Não só isso, antes do passeio, ele a depila! Sim! Esta cena é muito significativa, porque as aias não têm acesso a lâminas (se não se matam, lógico!). Elas podem se depilar sob a supervisão das Marthas no dia da “cerimônia” apenas. Assim, conforme ele a depila, lhe pergunta se não se sente bem, afinal, que mulher mantida em cativeiro não almeja uma depilação mais que tudo nessa vida? Esse momento ilustra perfeitamente a obsessão masculina com a feminilidade, como se fosse algo natural e inerente às mulheres, como se não fosse uma imposição social e machista. A expressão de June é sensacional, porque embora ela não diga com palavras, podemos ler seus pensamentos julgando a atitude de Fred como algo bizarro.

No entanto, o que realmente me incomoda em relação a esta obra é que todo o desconforto que ela é capaz de causar nas mulheres, não será jamais compreendido por um homem. Não porque homens não sofram por diversos motivos, apenas porque o terror que vivenciamos ao assistir a série não possui analogia possível para que os homens sejam capazes de compreender porque também precisam lutar contra o machismo.

Tudo que é retratado na série É real. Como a própria Atwood diz, já aconteceu, acontece ou está em vias de. Portanto, nossos algozes é que deveriam assistir a série e refletir sobre o que poderiam fazer para que esse terror não se perpetue.

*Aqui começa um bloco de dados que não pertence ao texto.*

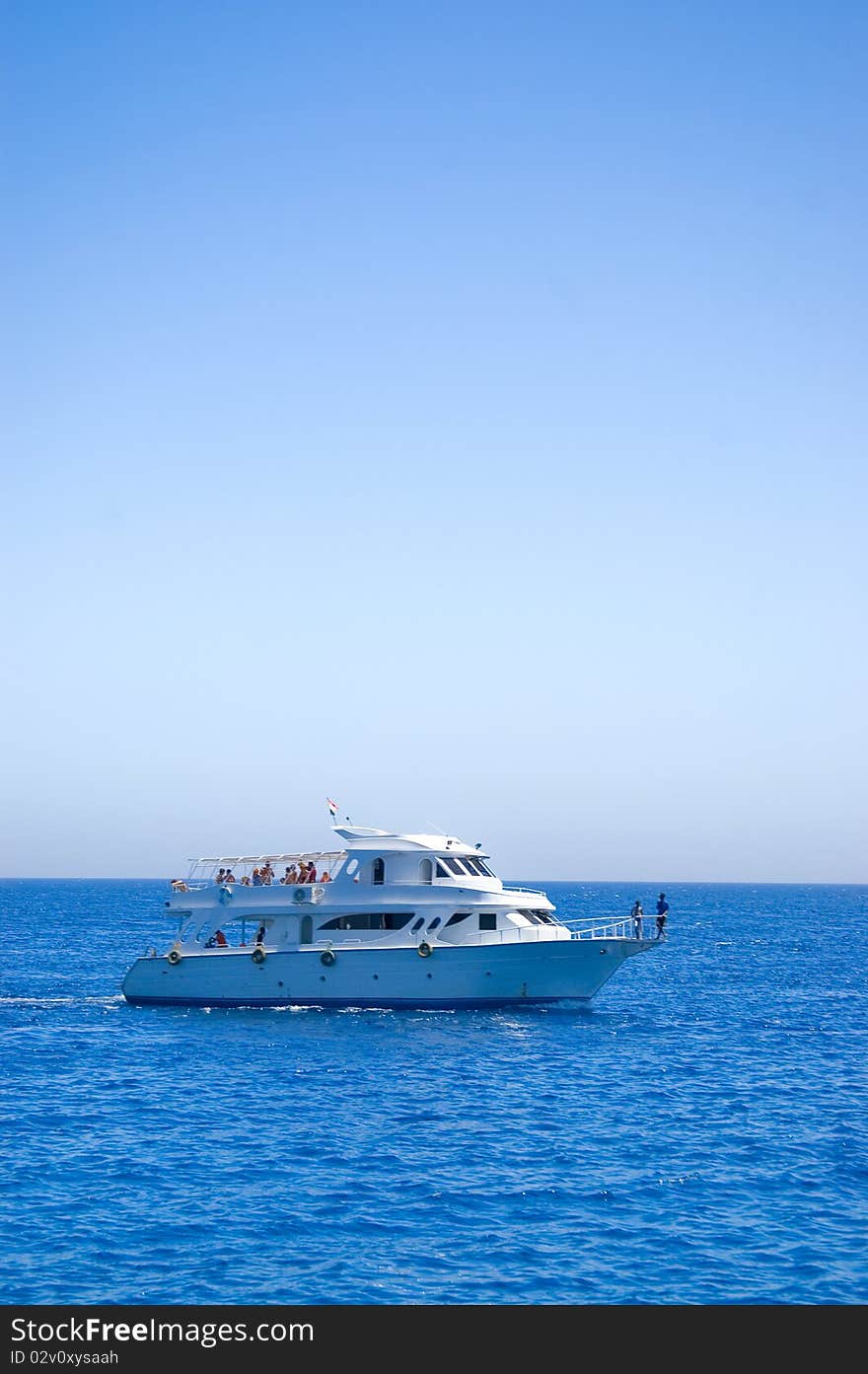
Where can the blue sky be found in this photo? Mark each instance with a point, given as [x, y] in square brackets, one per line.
[459, 411]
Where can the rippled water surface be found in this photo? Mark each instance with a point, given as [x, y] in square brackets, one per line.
[696, 1136]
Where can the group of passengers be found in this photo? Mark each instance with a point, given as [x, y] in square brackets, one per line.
[265, 876]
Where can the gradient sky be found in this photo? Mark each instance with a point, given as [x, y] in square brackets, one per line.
[455, 409]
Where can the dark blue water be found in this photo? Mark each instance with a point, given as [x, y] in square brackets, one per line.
[699, 1135]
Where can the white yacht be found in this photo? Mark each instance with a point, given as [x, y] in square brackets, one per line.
[385, 921]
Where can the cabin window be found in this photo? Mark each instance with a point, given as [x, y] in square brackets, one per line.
[368, 921]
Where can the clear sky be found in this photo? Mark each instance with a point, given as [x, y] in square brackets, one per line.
[456, 409]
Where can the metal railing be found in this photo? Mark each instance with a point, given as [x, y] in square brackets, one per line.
[619, 929]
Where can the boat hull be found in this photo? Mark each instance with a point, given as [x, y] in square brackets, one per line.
[451, 977]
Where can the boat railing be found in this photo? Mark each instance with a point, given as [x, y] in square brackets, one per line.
[618, 929]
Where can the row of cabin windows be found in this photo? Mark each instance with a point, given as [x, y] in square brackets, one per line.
[450, 867]
[391, 921]
[370, 921]
[395, 921]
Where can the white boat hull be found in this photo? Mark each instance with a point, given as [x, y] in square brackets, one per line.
[451, 977]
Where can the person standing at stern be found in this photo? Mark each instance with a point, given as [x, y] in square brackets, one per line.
[662, 909]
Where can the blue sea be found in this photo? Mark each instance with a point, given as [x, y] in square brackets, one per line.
[696, 1135]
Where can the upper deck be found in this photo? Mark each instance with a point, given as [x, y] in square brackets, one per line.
[373, 864]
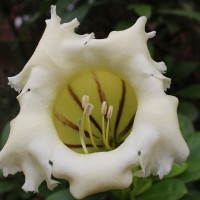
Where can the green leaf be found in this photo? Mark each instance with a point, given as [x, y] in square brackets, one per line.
[182, 13]
[191, 92]
[169, 189]
[186, 125]
[192, 196]
[183, 70]
[193, 142]
[79, 13]
[177, 170]
[141, 9]
[4, 135]
[192, 173]
[7, 186]
[121, 25]
[188, 109]
[61, 195]
[140, 185]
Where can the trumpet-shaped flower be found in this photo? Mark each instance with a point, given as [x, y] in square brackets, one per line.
[91, 110]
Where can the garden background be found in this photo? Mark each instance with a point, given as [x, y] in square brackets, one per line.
[177, 23]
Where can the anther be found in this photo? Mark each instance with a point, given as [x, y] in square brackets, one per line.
[110, 111]
[85, 100]
[104, 108]
[88, 109]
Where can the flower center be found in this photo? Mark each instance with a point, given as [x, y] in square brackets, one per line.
[94, 112]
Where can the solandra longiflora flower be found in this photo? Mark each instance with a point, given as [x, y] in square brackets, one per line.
[91, 110]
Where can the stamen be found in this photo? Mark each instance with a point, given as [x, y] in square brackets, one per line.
[88, 109]
[81, 133]
[110, 111]
[87, 112]
[104, 108]
[85, 100]
[109, 115]
[103, 113]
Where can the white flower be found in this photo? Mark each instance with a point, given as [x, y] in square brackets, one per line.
[124, 119]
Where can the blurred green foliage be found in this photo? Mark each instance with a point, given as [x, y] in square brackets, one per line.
[178, 26]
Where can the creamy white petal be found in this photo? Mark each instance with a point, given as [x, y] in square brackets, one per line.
[34, 146]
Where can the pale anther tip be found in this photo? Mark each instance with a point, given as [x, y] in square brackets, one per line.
[104, 107]
[88, 109]
[85, 100]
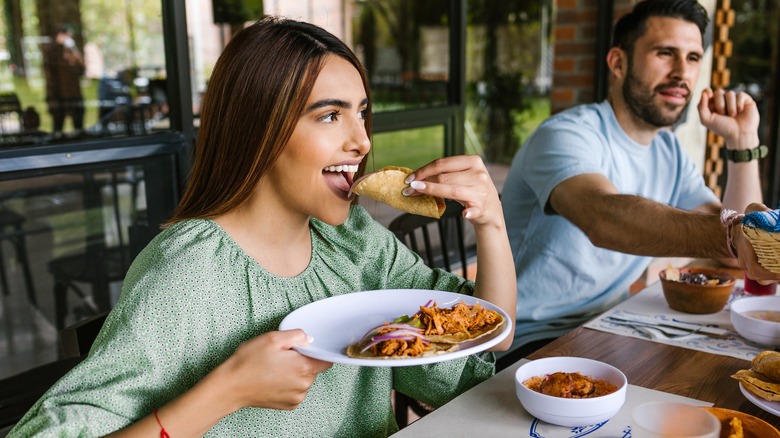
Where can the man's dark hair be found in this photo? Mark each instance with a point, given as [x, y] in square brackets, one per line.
[634, 24]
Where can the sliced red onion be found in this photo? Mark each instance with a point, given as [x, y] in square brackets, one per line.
[397, 326]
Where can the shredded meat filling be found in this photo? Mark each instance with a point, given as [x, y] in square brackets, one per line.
[461, 318]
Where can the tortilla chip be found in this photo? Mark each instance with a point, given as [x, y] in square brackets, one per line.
[433, 350]
[768, 364]
[759, 384]
[386, 184]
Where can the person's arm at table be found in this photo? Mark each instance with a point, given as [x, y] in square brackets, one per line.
[734, 116]
[263, 372]
[636, 225]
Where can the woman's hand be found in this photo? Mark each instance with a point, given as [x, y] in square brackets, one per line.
[464, 179]
[266, 372]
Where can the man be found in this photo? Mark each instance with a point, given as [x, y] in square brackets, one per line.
[600, 189]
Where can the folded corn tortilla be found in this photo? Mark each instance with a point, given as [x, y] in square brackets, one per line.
[759, 384]
[767, 363]
[434, 349]
[386, 184]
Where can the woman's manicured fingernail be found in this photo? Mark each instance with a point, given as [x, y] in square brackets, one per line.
[417, 185]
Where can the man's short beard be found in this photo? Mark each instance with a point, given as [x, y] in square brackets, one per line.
[642, 105]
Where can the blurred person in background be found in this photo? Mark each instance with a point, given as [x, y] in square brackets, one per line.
[64, 67]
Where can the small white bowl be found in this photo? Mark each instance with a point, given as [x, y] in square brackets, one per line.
[571, 412]
[753, 329]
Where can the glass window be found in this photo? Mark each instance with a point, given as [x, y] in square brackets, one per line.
[508, 75]
[80, 70]
[405, 48]
[755, 65]
[410, 148]
[67, 238]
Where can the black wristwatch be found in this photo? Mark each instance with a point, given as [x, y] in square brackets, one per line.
[745, 155]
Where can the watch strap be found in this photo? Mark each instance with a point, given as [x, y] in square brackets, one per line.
[744, 155]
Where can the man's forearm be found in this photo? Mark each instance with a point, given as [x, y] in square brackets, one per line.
[636, 225]
[743, 186]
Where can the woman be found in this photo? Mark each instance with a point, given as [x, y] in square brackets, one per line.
[266, 226]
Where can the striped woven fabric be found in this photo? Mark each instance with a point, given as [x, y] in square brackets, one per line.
[766, 220]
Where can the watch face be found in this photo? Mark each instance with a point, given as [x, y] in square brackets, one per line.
[744, 155]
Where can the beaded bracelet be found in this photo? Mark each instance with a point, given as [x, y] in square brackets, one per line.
[163, 433]
[727, 219]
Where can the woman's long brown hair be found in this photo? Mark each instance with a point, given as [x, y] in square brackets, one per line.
[253, 101]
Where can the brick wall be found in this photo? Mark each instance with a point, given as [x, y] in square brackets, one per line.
[574, 29]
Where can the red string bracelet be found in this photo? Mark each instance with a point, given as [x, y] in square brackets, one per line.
[163, 433]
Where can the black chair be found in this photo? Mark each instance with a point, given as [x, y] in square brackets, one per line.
[442, 244]
[99, 264]
[77, 339]
[19, 392]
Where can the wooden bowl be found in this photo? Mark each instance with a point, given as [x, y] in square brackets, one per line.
[698, 298]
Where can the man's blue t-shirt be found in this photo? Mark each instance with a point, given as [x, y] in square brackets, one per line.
[563, 279]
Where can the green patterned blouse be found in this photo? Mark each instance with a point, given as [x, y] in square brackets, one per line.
[193, 295]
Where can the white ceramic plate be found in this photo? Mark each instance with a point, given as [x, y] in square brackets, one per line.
[339, 321]
[769, 406]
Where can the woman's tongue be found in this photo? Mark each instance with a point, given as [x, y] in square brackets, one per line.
[336, 180]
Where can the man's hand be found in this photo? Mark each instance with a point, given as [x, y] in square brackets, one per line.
[747, 255]
[732, 115]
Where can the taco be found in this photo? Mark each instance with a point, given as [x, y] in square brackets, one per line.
[432, 330]
[759, 384]
[767, 363]
[457, 324]
[396, 341]
[386, 184]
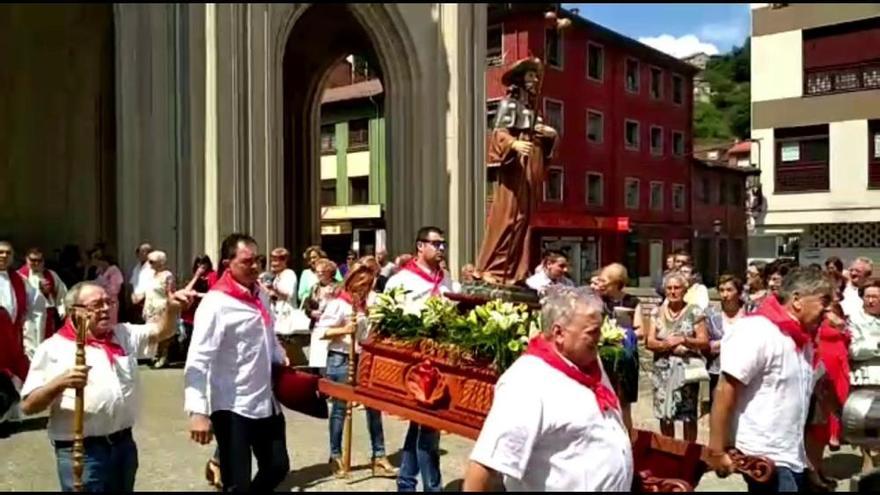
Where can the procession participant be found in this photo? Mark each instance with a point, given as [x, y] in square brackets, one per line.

Logo, ao acreditarmos que O Conto da Aia não passa de mais uma ficção distópica, a tomada de atitudes em relação aos problemas que já nos afligem é comprometida, pois um alerta sobre algo que pode acontecer no futuro não necessariamente resulta em ações práticas a curto prazo.

Por mais que muitos tenham a sensação de que já alcançamos muitas coisas e isso é verdade, ainda falta muito a ser alcançado e isso porque somos silenciadas, apagadas, assassinadas, preteridas, não porque não tenhamos tentado. É importante que os homens assistam a série e conversem com as mulheres que também assistiram, mas é ainda mais importante que conversem com os amigos e pensem de que maneira podemos mudar nossa forma de agir para que Gilead não seja uma realidade, mas uma distopia, como deveria ser.

 

 Confira o trailer da segunda temporada com estreia prevista para abril de 2018

https://youtu.be/xxQhWrAcQnE

 

 

 

Dani Marino

Dani Marino é pesquisadora de Quadrinhos, integrante do Observatório de Quadrinhos da ECA/USP e da Associação de Pesquisadores em Arte Sequencial - ASPAS. Formada em Letras, com habilitação Português/Inglês, atualmente cursa o Mestrado em Comunicação na Escola de Artes e Comunicação da USP. Também colabora com outros sites de cultura pop e quadrinhos como o Minas Nerds, Quadro-a-Quadro, entre outros.

Este post tem 8 comentários

  1. Thales Machado

    Que série foda, cara. Um must watch pra todo mundo! Concordo com tudo em gênero, número e grau!

  2. Jennifer

    Sensacional. A sua análise e suas referências são, realmente, instigantes. Muito obrigada por dedicar um espaço aqui para esse livro e série, e ainda mais importante, por trazer reflexões que me deixaram inquieta.

    1. Dada the Luç

      Achei o texto interessante tb. Mas por que cargas dagua, vc usa esse avatar?

  3. JN

    vê um video no youtube, Como reconhecer uma distopia?, e acha que por isso e apenas por isso a série não é distopia. Que piada. Não sabe como funcionam e são criadas distopias e vem com achismos

  4. Simone

    Gostei muito da sua análise… só uma coisa que achei um pouco exagerado foi falar dos cristãos como se eles fosse aquele tipo de cristão…pq na série,aquilo não é o evangelho de verdade,portanto eles não podem ser chamados de “cristão” como se realmente fossem….mas tirando isso,gostei muito, bom vê outros pontos de vista.